I solved this problem in the manner I did because that's the method I tried first since I saw three unknowns. FYI, one may break up a uniform mass into pieces and determine the center of mass of each piece, where the weight is proportional to the size of each piece.

One could also solve it using the center of mass of 4g N acting downward at the block's center ... I tried this later, and it also worked.

If $x = 0.4 \text{ m} = 40 \text{ cm}$, the force on the left stand becomes zero and the block is at the tipping point. The problem asked for a maximum ... if you want to make the inequality less than or equal to, then go for it.
As you indicated I overlooked the fact that you can split a big object into small pieces and assign to each one a weight proportial to that size. (Would it work in non uniform objects too?).
So If I follow this logic then:

$C_{1}=\frac{1}{6}4g=\frac{2}{3}g$ and so on for the others.

But If I'm understanding this correctly.

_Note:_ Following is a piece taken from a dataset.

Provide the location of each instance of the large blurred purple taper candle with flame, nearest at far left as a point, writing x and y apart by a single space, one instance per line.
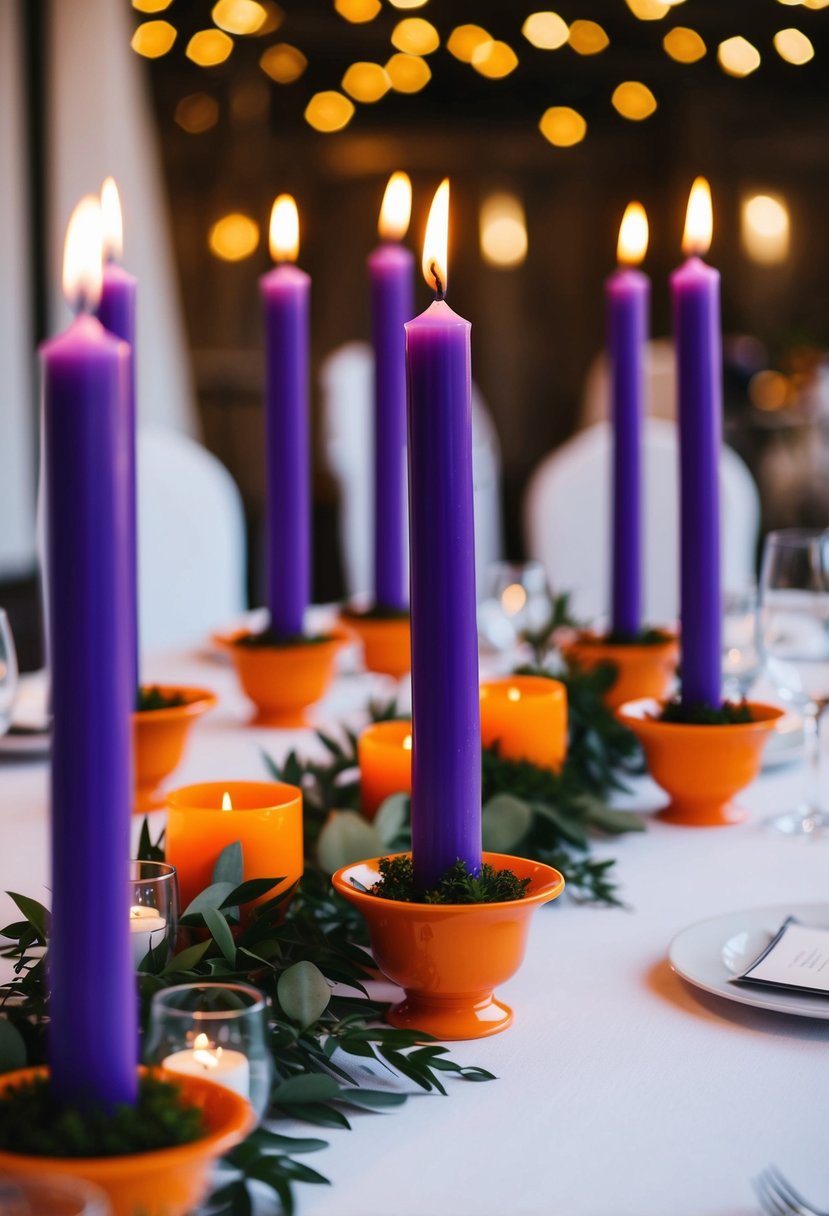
93 1033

If you use the center of mass 4g acting at the block's center, does it means in that scenario $C_{1}$ and $C_{3}$ will not exist?. Or $C_{1}$ and $C_{3}$ must appear in the equation for equilibrium?.

If I were to use only the weight acting in the center of mass I'm getting:

$F_{2}\cdot 3=4g\cdot 2 +10g\cdot (3+x)$

$F_{2}=\frac{10gx+38g}{3}$

Going even further it will produce:

$42\geq 38+10x$ and yield the same result confirming what you mentioned.

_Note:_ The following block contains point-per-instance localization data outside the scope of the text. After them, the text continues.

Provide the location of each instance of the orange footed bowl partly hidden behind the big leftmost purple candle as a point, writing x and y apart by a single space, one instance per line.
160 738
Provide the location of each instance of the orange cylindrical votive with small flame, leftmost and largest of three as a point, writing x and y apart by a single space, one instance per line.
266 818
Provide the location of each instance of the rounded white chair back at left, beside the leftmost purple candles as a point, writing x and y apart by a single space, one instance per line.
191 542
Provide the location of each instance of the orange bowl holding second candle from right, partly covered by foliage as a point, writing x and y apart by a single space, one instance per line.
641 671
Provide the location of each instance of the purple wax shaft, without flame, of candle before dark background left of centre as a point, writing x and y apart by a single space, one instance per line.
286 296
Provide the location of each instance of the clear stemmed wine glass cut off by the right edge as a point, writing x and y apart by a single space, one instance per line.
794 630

There is an unatended doubt here which isn't yet answered. Why $F_{1}>0$ for rotational equilibrium here?. I thought that the rotational equilibrium to exist means that the net torque is equal to zero. Which you already solved in the first equation for $F_{1}$. Can you better explain this part?. I'm assuming that the reason is that when the force at the support is zero (from what you mentioned) then the object is about to tip over, but not yet. Then it would make sense that $x$ will be at its maximum. Am I right with this interpretation?.

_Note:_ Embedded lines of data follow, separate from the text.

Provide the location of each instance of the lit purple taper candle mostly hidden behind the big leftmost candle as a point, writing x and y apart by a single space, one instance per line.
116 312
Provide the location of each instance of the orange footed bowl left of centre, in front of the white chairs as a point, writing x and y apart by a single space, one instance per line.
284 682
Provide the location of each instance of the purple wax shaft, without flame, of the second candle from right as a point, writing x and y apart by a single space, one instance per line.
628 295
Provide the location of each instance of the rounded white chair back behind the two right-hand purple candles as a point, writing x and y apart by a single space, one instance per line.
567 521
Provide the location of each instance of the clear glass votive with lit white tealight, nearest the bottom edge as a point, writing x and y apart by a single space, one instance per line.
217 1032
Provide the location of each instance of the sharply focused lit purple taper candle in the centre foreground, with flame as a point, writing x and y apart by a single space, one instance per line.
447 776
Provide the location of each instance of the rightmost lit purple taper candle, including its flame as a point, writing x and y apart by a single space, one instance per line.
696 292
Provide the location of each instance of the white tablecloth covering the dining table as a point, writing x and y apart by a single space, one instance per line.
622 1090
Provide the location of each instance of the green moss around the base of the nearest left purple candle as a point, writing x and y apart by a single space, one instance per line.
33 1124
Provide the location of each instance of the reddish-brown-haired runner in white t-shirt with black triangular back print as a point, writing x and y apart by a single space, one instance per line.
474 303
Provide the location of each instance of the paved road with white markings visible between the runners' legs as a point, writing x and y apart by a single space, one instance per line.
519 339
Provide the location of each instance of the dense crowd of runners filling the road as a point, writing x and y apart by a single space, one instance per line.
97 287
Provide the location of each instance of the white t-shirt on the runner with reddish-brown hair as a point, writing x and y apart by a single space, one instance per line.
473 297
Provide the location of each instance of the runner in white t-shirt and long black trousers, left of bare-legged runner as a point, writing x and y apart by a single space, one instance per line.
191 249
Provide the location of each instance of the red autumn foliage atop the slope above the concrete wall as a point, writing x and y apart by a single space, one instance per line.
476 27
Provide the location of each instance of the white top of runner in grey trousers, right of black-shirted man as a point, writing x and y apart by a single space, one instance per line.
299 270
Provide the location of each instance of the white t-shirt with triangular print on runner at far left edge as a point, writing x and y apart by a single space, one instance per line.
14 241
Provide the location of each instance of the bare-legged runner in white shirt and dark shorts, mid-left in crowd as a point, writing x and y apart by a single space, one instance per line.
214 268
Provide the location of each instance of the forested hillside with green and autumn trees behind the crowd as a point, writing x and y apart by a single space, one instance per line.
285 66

I'm also trying to understand what if the force is lesser than zero?. What would be the interpretation for this?. Would it be that the object is "floating" about that point?. Can you attend these questions please?.

#### skeeter

Math Team
$F_1$ can only be greater than or equal to zero. It cannot be less than zero. If at zero, the block is at the point of tipping. If the sphere were moved farther right from the tipping point, $F_1$ is still zero.